Погодя пришел мрачный комбриг, сказал глуховатым басом:
— О мертвых либо ничего не говорят, либо говорят правду. Я — правду скажу: как жил для себя, так и погиб для себя лично. Все наперекосяк. А мог и выжить нормально, с пользой и по-честному.
— Помер он по-честному, — ответил угрюмо Локотков. — Чего честнее?
— Нет, Иван Егорович, не так. Доказывая, помер. Он и в прошлый раз доказывал.
Помолчал и добавил:
— Прослышал от кого-то про «бабкиного внука», вот и доказывал.
— Со мной беседа была, — отозвался Локотков. — Ну, да что теперь толковать? Теперь поздно.
На морозной улице Локотков встретил доктора Знаменского. Тот рассказал, что у Инги Шаниной тяжелейшее воспаление легких, и ее нужно бы отправить без промедления на Большую землю.
— А Лазарев где? — спросил Иван Егорович.
— У нее. Не отходит.
— Ты за ним пригляди, доктор, — попросил Локотков. — Дерганый он нынче, нахлебался немцев до отказу. А Ингу, конечно, отправим, может, и сегодня в ночь самолет прибудет.
С самолетом пришло письмо: тело Петушкова следовало отправить на Большую землю. Захлопотали изготовить гроб, да столяра никак не находилось, дед Трофим взялся, но не сдюжил, позвали умельца на все руки Лазарева. Тот посмотрел дедову работу, сказал сердито:
— Разве гробы так строят? Обрил бы я тебе бороду, как царь Петр боярину, за такую халтуру. Стругай доски и не мешайся под руками.
Иван Егорович срочно допрашивал Гурьянова; за ним прилетели два непроницаемых майора.
Лашков-Гурьянов сразу пошел с главного своего козыря — со списка агентов, засланных на длительное оседание. Игра у него была придумана ловкая, в виде задатка господину начальнику — четыре фамилии с адресами, впоследствии же он постарается вспомнить всех, или это можно будет установить путем проведения ряда следственных приемов, когда будут выловлены первые агенты.

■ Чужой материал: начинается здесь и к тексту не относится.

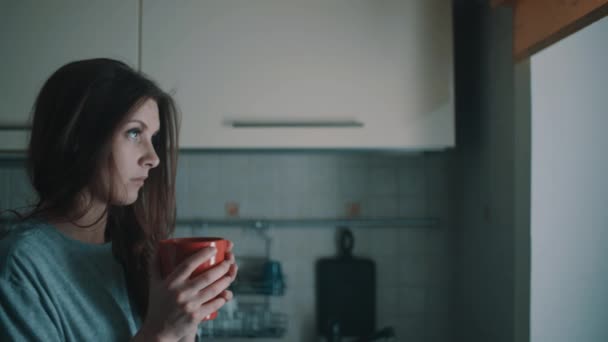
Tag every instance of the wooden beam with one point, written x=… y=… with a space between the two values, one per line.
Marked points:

— Чтобы расстрел оттянуть? — угрюмо осведомился Иван Егорович.
Лашков-Гурьянов замолк, обдумывая иные ходы.
Поздней ночью Локотков, тяжело утомленный отвратительным своим собеседником и игрою его изворотливого ума, вышел на крыльцо штабной избы — подышать. Здесь, завернувшись в овчинный тулуп, мурлыкал Лазарев любимый свой романс:
Там под черной сосной,
Под шумящей волной
Друга спать навсегда положите…
— Что взыграл? — осведомился Локотков. — Полегчало Инге?
— Уснула наконец-то, — ответил Саша. — Павел Петрович сказал: это к лучшему. Сон восстанавливает…
Иван Егорович произнес поучительно:
— Из-за тебя и простыла. Морозище-то какой был. А ей все жарко, все расстегивается.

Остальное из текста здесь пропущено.